With 80ms chunks: 5s / 0.08s = 62 frames, but GPU time per frame is ~8-10ms (smaller frames = less computation), so total ~62 * 15ms = ~930ms. Similar total GPU time but the batch_wait overhead per frame matters more. Solution: for bulk HTTP feeds, the batcher should drain consecutively without re-waiting (the frames are already buffered).

## The Fix (3 changes)

### Change 1: Switch to 80ms chunks (the big win)

In [config.py](triton_asr/config.py) line 33, change the default and add env var override:

```python
att_context_size: List[int] = field(
    default_factory=lambda: [70, int(os.environ.get("ATT_RIGHT_CONTEXT", "1"))]
)
```

This single change drops WS first-token from ~539ms to ~130ms.
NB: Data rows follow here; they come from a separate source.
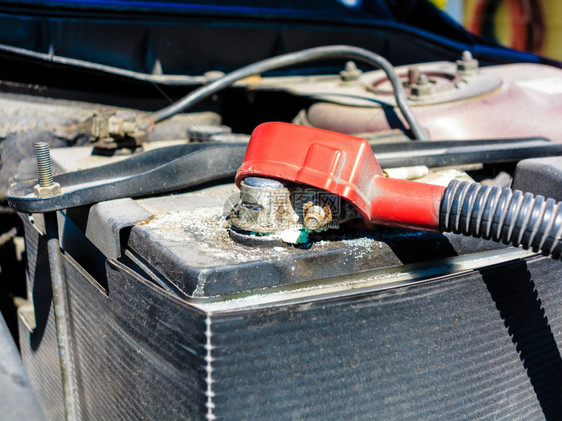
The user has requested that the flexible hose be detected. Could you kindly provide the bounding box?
[440,179,562,259]
[149,45,427,141]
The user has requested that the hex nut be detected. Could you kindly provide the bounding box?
[410,74,434,99]
[34,182,61,197]
[456,50,479,76]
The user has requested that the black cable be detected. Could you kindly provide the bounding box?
[149,45,428,141]
[440,179,562,260]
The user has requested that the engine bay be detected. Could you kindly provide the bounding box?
[1,15,562,417]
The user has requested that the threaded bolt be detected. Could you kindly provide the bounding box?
[456,50,479,76]
[340,61,362,82]
[303,204,327,230]
[462,50,473,62]
[33,142,61,197]
[34,142,54,187]
[408,67,420,86]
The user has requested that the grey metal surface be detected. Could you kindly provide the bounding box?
[249,60,501,108]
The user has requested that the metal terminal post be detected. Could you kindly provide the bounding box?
[34,142,79,421]
[229,175,360,243]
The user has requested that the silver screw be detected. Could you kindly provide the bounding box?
[34,142,54,187]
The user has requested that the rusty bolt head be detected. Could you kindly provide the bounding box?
[304,206,325,230]
[34,182,61,197]
[303,202,332,230]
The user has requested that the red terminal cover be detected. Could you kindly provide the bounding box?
[236,122,445,231]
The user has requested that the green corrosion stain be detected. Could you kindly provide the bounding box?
[295,229,310,244]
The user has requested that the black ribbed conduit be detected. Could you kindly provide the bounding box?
[440,179,562,259]
[150,45,427,141]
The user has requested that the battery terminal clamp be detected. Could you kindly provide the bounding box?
[233,122,562,260]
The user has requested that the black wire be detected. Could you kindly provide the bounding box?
[149,45,427,141]
[440,179,562,260]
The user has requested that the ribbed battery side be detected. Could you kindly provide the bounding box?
[19,217,210,420]
[20,211,562,420]
[209,255,562,420]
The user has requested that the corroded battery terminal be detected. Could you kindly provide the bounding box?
[229,176,360,244]
[229,122,562,259]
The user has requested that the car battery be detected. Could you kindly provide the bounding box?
[17,144,562,420]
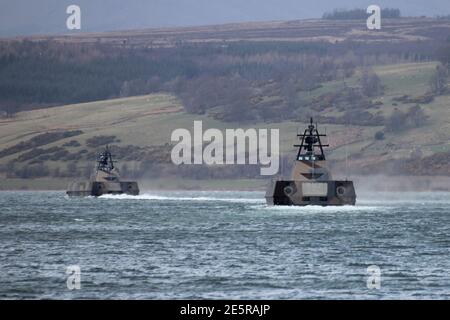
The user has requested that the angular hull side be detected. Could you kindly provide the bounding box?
[265,180,356,206]
[119,181,140,196]
[66,180,140,197]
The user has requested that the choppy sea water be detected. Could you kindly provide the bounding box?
[1,190,450,299]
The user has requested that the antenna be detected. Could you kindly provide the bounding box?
[345,100,349,181]
[344,82,349,181]
[345,140,348,181]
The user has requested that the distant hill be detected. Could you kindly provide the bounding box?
[2,17,449,117]
[1,0,450,37]
[1,17,450,190]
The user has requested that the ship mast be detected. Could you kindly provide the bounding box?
[96,145,115,173]
[294,117,329,162]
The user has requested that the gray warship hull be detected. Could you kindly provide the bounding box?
[265,180,356,206]
[66,181,139,197]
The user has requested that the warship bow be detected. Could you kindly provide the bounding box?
[66,146,139,197]
[265,118,356,206]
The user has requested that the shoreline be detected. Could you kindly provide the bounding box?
[1,175,450,192]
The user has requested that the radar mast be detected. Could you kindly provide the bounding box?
[294,118,329,161]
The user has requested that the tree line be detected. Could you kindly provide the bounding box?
[0,36,438,120]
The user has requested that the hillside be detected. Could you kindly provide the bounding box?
[1,61,450,190]
[24,17,450,46]
[1,16,450,190]
[2,17,449,115]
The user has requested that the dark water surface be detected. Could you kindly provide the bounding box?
[1,191,449,299]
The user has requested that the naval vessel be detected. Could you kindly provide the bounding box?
[66,146,139,197]
[265,118,356,206]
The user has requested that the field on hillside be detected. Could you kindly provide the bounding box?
[0,62,441,151]
[1,61,449,189]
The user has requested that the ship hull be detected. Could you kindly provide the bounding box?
[265,180,356,206]
[66,181,139,197]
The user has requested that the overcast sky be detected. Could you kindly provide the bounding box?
[1,0,449,37]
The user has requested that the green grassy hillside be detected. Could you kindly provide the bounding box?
[1,61,449,190]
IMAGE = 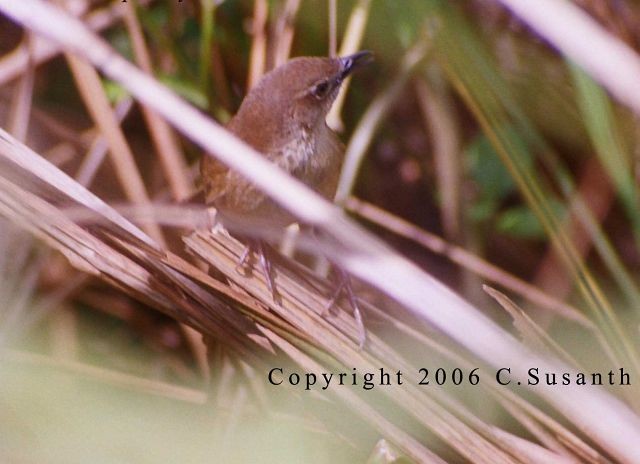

### Change 2: Reduce max_batch_latency_ms for low concurrency

Currently 50ms. With 80ms chunks, the batch wait becomes a larger fraction of per-frame time. Reduce to 10ms:

```python
max_batch_latency_ms: float = float(os.environ.get("MAX_BATCH_LATENCY_MS", "10"))
```

At c=1 this saves ~40ms. At high concurrency the event signal fires immediately anyway (0ms wait), so this only affects low-load latency.

### Change 3: Add per-frame timing instrumentation

Add timing logs inside the inference loop and gateway so we can verify the fix and identify any remaining bottlenecks:

- `t_buffered`: when gateway feeds audio to engine
- `t_batch_start`: when inference loop picks up the batch
- `t_gpu_done`: after pipeline.process_streaming_batch()
- `t_routed`: after output reaches client queue

This should be lightweight (perf_counter calls) and gated behind a `DEBUG_TIMING` env var.

## Expected results after fix

| Metric | Before (560ms chunks) | After (80ms chunks) | Change |

|:---|---:|---:|:---|

| WS FT c=1 | 539ms | ~130ms | -76% |

| WS FT c=50 | 694ms | ~200ms | -71% |

| WS FT c=100 | 1209ms | ~350ms | -71% |

| HTTP c=1 (5s audio) | 1481ms | ~900ms | -39% |

| WER | 7.22% | 7.84% | +0.62% |

| VRAM | 10.4GB | ~10.4GB | unchanged |

Note: GPU inference per frame will be faster (smaller tensor), so concurrency capacity may actually increase.